The significance level is an arbitrary definition on your test, such as 0.05. If you had obtained a small p-value, smaller than your significance level, you could disprove the null hypothesis (H0) and consequently prove the alternative hypothesis (H1).

In your results, the p-value is ~0.78, or you can't disprove the H0. So, you can assume that the means are equal.

Considering the standard deviations of sampes as below, you could eventually define your test as equal_var = False:

>> males.rating.std()
1.1095557786889139
>> females.rating.std()
1.1709514829100405

>> ttest_ind(males.rating, females.rating, equal_var = False)
Ttest_indResult(statistic=-0.2654398046364026, pvalue=0.7906719538136853)

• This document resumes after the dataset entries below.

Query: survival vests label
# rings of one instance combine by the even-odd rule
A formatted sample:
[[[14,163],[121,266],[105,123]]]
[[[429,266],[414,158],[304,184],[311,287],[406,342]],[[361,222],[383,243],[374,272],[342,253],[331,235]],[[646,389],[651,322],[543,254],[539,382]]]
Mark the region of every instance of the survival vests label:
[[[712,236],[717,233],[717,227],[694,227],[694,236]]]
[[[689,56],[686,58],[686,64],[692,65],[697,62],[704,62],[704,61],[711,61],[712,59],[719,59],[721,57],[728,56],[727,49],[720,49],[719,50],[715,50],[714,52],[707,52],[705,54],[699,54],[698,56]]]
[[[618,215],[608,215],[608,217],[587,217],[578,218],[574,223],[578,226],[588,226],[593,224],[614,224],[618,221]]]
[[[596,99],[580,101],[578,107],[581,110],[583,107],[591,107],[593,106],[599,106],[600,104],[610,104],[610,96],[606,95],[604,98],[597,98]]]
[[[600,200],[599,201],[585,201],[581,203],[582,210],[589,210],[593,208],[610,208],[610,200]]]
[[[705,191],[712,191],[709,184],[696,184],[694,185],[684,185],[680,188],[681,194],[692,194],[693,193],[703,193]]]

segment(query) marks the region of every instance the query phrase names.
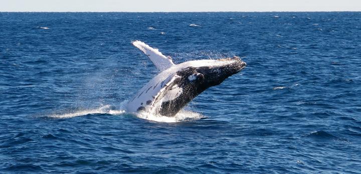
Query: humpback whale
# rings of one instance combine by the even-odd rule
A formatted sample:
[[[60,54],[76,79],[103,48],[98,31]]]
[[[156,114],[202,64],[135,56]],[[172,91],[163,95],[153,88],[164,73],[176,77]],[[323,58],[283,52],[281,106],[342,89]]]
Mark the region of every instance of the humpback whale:
[[[139,41],[132,44],[144,52],[161,72],[142,88],[126,105],[131,112],[172,116],[208,88],[239,72],[246,62],[239,57],[192,60],[178,64]]]

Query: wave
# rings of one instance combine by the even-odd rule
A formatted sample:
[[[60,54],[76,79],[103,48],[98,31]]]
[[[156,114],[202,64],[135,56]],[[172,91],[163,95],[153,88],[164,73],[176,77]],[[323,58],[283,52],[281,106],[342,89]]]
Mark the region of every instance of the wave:
[[[189,110],[180,110],[173,116],[166,116],[160,115],[153,115],[146,112],[139,112],[135,115],[140,118],[157,122],[190,122],[200,120],[204,118],[201,114]]]
[[[111,106],[106,105],[95,109],[81,110],[62,114],[54,114],[48,116],[56,118],[66,118],[86,116],[88,114],[108,114],[112,115],[118,115],[125,112],[124,110],[113,110],[111,108],[112,107]]]
[[[80,110],[61,114],[53,114],[47,116],[55,118],[68,118],[76,116],[85,116],[89,114],[107,114],[114,116],[122,114],[131,114],[142,119],[164,122],[189,122],[200,120],[204,118],[203,116],[199,113],[185,110],[180,111],[175,116],[171,117],[151,114],[145,112],[130,113],[127,112],[125,110],[122,109],[124,107],[123,107],[122,105],[122,104],[121,104],[120,109],[119,110],[113,110],[112,108],[114,108],[114,107],[110,105],[106,105],[94,109]]]
[[[189,26],[198,26],[198,27],[202,26],[200,26],[200,25],[198,25],[198,24],[190,24],[189,25]]]

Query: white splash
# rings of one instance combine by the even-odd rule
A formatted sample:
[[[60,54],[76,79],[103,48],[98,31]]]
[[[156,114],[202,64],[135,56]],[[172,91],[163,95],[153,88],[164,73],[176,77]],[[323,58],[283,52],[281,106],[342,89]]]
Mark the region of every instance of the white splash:
[[[153,115],[145,112],[139,112],[135,114],[135,115],[140,118],[164,122],[189,122],[200,120],[204,118],[203,116],[199,113],[184,110],[180,110],[173,116]]]
[[[274,90],[282,90],[286,88],[286,86],[279,86],[279,87],[275,87],[273,88]]]
[[[189,26],[198,26],[198,27],[202,26],[200,25],[198,25],[197,24],[190,24]]]
[[[106,105],[95,109],[81,110],[62,114],[54,114],[48,116],[57,118],[66,118],[94,114],[108,114],[112,115],[117,115],[125,112],[124,110],[111,110],[111,106]]]

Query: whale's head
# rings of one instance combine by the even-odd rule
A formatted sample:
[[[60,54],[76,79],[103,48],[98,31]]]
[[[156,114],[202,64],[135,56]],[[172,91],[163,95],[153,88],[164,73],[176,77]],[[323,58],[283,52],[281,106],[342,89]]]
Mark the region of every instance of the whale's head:
[[[188,80],[195,79],[195,86],[201,92],[208,88],[221,84],[230,76],[237,74],[245,68],[245,62],[239,58],[215,60],[211,66],[202,66],[195,68],[195,73],[190,74]],[[190,80],[192,82],[192,80]]]
[[[189,62],[176,72],[178,80],[168,86],[169,92],[174,88],[181,90],[176,92],[176,97],[162,103],[159,110],[162,115],[174,115],[202,92],[221,84],[230,76],[240,72],[246,65],[237,56]]]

Which also confirms that the null hypothesis (H0).

If you use the stats model ttest_ind(), you also get the degrees of freedon used in the t-test:

>> import statsmodels.api as sm
>> sm.stats.ttest_ind(males.rating, females.rating, alternative='two-sided', usevar='unequal')
(-0.2654398046364028, 0.790671953813685, 42815.86745494558)

What exactly you've found odd on your results?